Energy futures are hovering around two year highs this morning, despite minor losses in the early going. WTI reached a high of $70 overnight, its highest trade since October 2018.
Set for new record highs? RIN prices have been trading in a narrow range since setting record highs in May. Corn and Soybean futures are both starting the week with strong gains however, which may encourage buyers to push RIN values to make another test of the $2 mark. They may need some help from ethanol markets which have pulled back nearly 30 cents from their May highs. Meanwhile, the industry seems to have abandoned the CBOT ethanol futures contract based on the (lack of) volume chart below, making getting a read on forward values more challenging.

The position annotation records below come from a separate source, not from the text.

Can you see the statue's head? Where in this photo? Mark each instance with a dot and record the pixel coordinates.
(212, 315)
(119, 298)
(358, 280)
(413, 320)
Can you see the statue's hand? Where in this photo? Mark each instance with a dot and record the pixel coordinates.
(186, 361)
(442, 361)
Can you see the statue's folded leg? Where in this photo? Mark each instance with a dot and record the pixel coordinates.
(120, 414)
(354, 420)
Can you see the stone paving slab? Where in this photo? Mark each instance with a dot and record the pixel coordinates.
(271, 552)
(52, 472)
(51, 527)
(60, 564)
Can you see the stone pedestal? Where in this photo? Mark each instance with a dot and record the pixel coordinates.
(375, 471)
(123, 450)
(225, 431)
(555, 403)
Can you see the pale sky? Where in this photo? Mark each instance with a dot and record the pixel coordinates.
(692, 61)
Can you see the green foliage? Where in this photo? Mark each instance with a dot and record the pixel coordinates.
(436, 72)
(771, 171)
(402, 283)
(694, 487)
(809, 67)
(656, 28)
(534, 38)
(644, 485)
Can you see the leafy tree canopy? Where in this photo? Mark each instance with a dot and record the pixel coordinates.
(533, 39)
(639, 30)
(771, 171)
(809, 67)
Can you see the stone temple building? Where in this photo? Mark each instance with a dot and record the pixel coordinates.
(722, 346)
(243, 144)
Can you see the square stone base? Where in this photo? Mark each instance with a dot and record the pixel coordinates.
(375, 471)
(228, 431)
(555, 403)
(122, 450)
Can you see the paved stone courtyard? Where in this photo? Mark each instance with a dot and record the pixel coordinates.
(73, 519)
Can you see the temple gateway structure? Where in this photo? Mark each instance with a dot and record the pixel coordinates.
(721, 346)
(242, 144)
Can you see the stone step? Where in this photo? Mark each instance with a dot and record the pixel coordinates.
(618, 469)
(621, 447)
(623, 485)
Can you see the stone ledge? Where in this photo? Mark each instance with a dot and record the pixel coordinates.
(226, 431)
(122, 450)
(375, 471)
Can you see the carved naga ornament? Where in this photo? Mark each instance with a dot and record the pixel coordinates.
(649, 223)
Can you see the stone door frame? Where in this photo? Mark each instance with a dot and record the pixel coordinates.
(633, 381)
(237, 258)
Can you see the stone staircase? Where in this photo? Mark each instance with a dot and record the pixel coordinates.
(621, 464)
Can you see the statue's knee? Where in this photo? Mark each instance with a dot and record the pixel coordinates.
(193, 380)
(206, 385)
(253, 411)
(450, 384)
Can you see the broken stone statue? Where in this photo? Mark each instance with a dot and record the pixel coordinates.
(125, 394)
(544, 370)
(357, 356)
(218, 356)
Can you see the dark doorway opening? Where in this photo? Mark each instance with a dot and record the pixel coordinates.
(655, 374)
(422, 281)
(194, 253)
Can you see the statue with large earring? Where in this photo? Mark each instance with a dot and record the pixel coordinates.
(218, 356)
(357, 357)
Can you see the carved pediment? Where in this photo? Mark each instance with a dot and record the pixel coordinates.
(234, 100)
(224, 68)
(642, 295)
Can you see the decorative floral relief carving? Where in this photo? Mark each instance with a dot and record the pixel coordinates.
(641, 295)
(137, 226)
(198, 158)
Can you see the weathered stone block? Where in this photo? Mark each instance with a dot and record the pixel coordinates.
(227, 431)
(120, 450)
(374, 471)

Tug of war: While China is attempting to battle the commodity price boom, and push prices lower, Iran’s shadow war seems to be coming out of the shadows and adding a risk premium to oil prices. Both of these stories may continue influencing prices daily through the summer, although it doesn’t seem that either one will change the global supply/demand balance longer term.

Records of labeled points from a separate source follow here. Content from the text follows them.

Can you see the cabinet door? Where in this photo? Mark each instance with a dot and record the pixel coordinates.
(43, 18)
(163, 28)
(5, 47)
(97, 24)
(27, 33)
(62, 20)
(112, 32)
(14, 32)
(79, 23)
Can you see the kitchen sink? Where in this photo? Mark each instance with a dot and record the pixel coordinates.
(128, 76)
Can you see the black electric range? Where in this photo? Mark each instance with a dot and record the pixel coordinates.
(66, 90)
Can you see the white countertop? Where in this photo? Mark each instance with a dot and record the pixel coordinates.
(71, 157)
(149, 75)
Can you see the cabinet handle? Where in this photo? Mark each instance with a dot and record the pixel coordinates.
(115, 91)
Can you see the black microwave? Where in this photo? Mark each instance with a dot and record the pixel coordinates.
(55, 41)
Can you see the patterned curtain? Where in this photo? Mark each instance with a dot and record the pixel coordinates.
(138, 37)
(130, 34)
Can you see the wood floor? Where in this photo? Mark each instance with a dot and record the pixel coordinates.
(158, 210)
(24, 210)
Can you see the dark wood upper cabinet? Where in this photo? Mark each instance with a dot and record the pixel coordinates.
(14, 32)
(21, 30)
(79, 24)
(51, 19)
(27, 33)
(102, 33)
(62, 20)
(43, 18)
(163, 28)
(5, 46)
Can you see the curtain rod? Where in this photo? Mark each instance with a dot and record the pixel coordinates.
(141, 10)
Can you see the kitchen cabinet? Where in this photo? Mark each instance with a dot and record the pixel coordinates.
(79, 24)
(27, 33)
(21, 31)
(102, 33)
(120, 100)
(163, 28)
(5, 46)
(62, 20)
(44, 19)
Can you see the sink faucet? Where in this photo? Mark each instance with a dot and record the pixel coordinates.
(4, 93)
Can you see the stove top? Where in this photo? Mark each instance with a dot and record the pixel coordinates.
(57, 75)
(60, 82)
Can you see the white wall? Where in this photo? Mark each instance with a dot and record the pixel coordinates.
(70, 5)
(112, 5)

It was another mixed week for large speculators in energy contracts. The CFTC showed that the money manager class of trader increased the net length held in WTI, Brent and gasoil contracts, while reducing length in ULSD and RBOB. The drop in ULSD snapped an eight week streak of consecutive increases. It’s worth noting that the profit taking in ULSD happened at the same time that its European counterpart gasoil saw its net length jump to another two year high after a small decline last week.
Baker Hughes reported that the U.S. oil rig count held steady last week. The Granite Wash basin did see a decline of two rigs, while the Eagle Ford and Woodford basins each added one on the week.

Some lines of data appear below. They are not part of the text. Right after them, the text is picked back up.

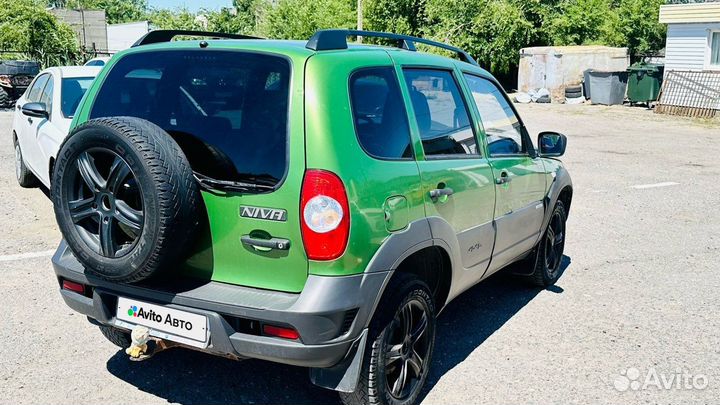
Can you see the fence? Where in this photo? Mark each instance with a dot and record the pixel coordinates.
(48, 59)
(691, 94)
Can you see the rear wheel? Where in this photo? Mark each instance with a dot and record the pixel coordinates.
(400, 345)
(24, 176)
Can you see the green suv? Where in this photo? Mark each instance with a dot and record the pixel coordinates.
(313, 203)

The IEA’s World Energy Investment report forecasts a recovery in spending that will largely offset the impacts of the pandemic this year. The charts below from that report show how that investment is broken out, with renewable electricity investments expected to outpace dollars spent in oil production for this first time this year. The report also notes that while the pressure to consolidate refining activities is strong across much of the world, new investment in Asia and the Middle East will increase global refining capacity by roughly five million barrels/day over the next five years.